Manuscript versions include that of Henry Atkinson (Morpeth, Northumberland, 1694), which may predate Playford's printed version. See also the melody "Our Cat has Kitted" from the Joseph Kershaw manuscript for a 19th century version from North West England. "Cheshire Rounds" was included in the music manuscript copybooks of William Wooball (c. 1720), London musician Thomas Hammersley (1790) and American musician Ebenezer Parkman (Cambridge, Mass., 1721).

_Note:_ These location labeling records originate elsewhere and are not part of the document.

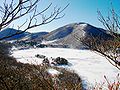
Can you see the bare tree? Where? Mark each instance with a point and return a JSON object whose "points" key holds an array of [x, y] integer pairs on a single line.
{"points": [[13, 11], [109, 48]]}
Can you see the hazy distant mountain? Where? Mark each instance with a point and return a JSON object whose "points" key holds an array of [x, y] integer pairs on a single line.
{"points": [[35, 36], [69, 34], [23, 36]]}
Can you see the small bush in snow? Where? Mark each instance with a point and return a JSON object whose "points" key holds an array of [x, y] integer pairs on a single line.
{"points": [[60, 61]]}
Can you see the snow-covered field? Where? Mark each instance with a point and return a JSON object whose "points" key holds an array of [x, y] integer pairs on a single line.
{"points": [[89, 65]]}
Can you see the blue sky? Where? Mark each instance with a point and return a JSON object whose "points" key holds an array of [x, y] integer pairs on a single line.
{"points": [[78, 11]]}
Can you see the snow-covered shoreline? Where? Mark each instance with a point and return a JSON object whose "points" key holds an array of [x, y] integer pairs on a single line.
{"points": [[90, 66]]}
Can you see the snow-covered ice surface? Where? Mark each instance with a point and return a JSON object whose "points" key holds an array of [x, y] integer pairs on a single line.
{"points": [[89, 65]]}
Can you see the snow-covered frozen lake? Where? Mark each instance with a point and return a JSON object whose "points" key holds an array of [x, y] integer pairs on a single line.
{"points": [[89, 65]]}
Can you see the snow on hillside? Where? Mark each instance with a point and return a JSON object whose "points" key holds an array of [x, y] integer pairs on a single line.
{"points": [[89, 65]]}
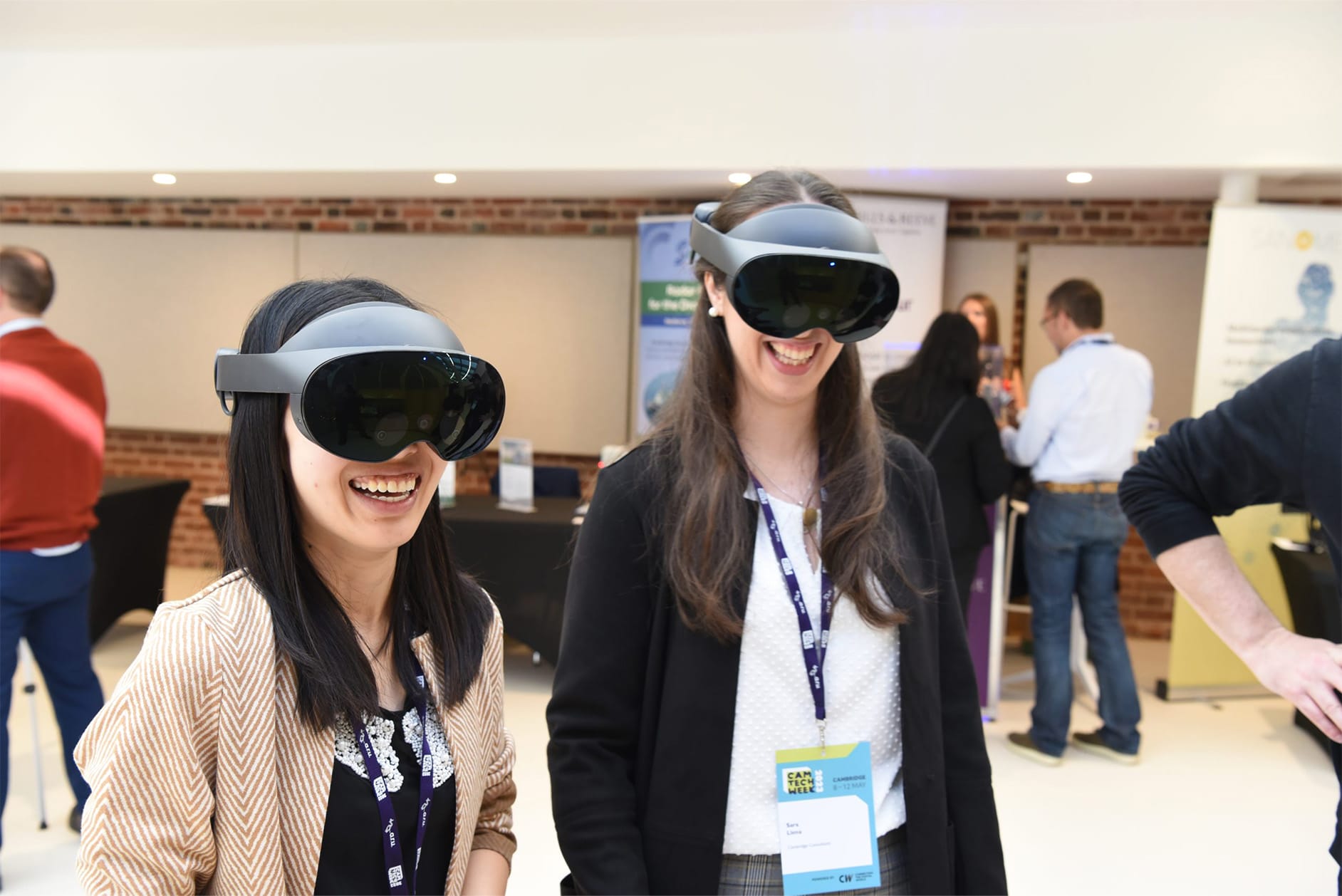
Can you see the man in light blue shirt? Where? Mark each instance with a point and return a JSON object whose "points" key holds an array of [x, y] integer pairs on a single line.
{"points": [[1086, 413]]}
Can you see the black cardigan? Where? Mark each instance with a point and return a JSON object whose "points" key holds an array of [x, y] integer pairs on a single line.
{"points": [[972, 470], [643, 709]]}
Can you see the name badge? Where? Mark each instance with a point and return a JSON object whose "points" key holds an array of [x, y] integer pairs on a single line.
{"points": [[827, 820]]}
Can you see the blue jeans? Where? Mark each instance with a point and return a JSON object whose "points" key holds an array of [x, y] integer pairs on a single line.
{"points": [[1071, 548], [46, 601]]}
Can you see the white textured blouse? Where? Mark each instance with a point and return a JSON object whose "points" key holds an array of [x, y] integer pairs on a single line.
{"points": [[775, 710]]}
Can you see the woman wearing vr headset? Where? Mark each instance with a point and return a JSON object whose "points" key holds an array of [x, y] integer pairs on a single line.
{"points": [[328, 718], [768, 574]]}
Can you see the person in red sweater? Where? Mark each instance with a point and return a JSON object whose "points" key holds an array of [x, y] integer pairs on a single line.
{"points": [[53, 408]]}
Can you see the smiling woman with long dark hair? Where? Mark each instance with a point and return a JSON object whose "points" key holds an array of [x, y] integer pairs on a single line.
{"points": [[329, 717], [680, 671]]}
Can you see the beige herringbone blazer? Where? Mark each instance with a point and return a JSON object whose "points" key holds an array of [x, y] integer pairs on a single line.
{"points": [[206, 780]]}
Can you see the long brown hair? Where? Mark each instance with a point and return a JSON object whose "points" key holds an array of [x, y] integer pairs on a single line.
{"points": [[989, 311], [707, 523]]}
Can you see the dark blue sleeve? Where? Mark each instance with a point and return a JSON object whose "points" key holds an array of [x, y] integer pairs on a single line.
{"points": [[1249, 449]]}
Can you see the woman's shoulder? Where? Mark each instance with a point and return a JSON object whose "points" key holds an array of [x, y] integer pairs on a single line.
{"points": [[905, 463], [634, 478]]}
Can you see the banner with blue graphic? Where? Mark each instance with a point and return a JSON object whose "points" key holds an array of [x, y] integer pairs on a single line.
{"points": [[667, 294]]}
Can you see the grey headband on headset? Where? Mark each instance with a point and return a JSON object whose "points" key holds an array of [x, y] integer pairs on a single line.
{"points": [[355, 329], [800, 229]]}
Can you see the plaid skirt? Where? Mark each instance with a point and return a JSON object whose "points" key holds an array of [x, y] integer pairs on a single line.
{"points": [[763, 875]]}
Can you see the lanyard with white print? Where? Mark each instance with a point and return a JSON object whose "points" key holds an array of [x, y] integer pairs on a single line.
{"points": [[391, 833]]}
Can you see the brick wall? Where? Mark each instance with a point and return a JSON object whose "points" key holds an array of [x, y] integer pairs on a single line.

There are many variations of this popular and widespread melody. Pete Stewart, in his article "The Triple Time Hornpipe from 1550 to 1800" says: "Indeed, some actors became renowned for particular dances; George Daniel in his Merrie England in the olden time mentions in particular the actor Thomas Doggett (c. 1640-1721) who was probably responsible for the popularity of the Cheshire Rounds (see p. 68)." The Cheshire Rounds was a once-popular dance, and a precursor to the English hornpipe. Graham Christian (2015, p. 16) remarks: "The tune is almost the locus classicus of the 'Lancashire' or 'English' hornpipe in its early form, with its four-bar phrases and syncopations, and was likely already in use for solo dances. By the early 1700's, "Cheshire Rounds" had become a byword for hearty and even 'rough' dance, rather as "Trenchmore" had been in the previous generation." In Memorials of Old Cheshire (1910) it was recorded:

Doggat.jpg

"Cheshire Rounds" was a celebrated tune and dance sometimes danced by a couple (whose gyrations resembled the movements of the sun and moon) and sometimes by a single person. The only known portrait of Doggett (who founded the celebrated waterman's badge) shows him dancing the "Cheshire Round."

Chappell (1859) found several references to its performance:

In Bartholomew Fiar, at the Coach-house on the pav'd stones at Hosier-Lane end, you will see a Black that dances the Cheshire Rounds to the admiration of all spectators." (Play-bill by Dogget, 1691. In fact, the only known portrait of Dogget shows him dancing the Cheshire Round.)

John Sleepe now keeps the Whelp and Bacon in Smithfield Rounds, where are to be seen a young lad that dances a Cheshire Round to the admiration of all people." (Playbill)

It is one of the tunes called for by "the hobnailed fellows" in A Second Tale of a Tub (8vo, 1715).


Printed sources: Callaghan (Hardcore English), 2007; p. 76. Chappell (Popular Music of the Olden Time, vol. 2), 1859; p. 167. Christian (The Playford Assembly), 2015; p. 17. Doyle (Plain Brown Tune Book), 1997; p. 5 (Chappell's setting, preceded by two other parts). Raven (English Country Dance Tunes), 1984; p. 15. Thompson (Compleat Collection of 200 Favourite Country Dances, vol. 2), 1765; No. 188. Walsh (Complete Country Dancing-Master, Volume the Fourth), London, 1740; No. 114.

Recorded sources: BGOCD 354, Albion Country Band - "Battle of the Field (1997 reissue of 1976 Island recording). Island Records HELP25, Albion Country Band - "Battle of the Field" (1976).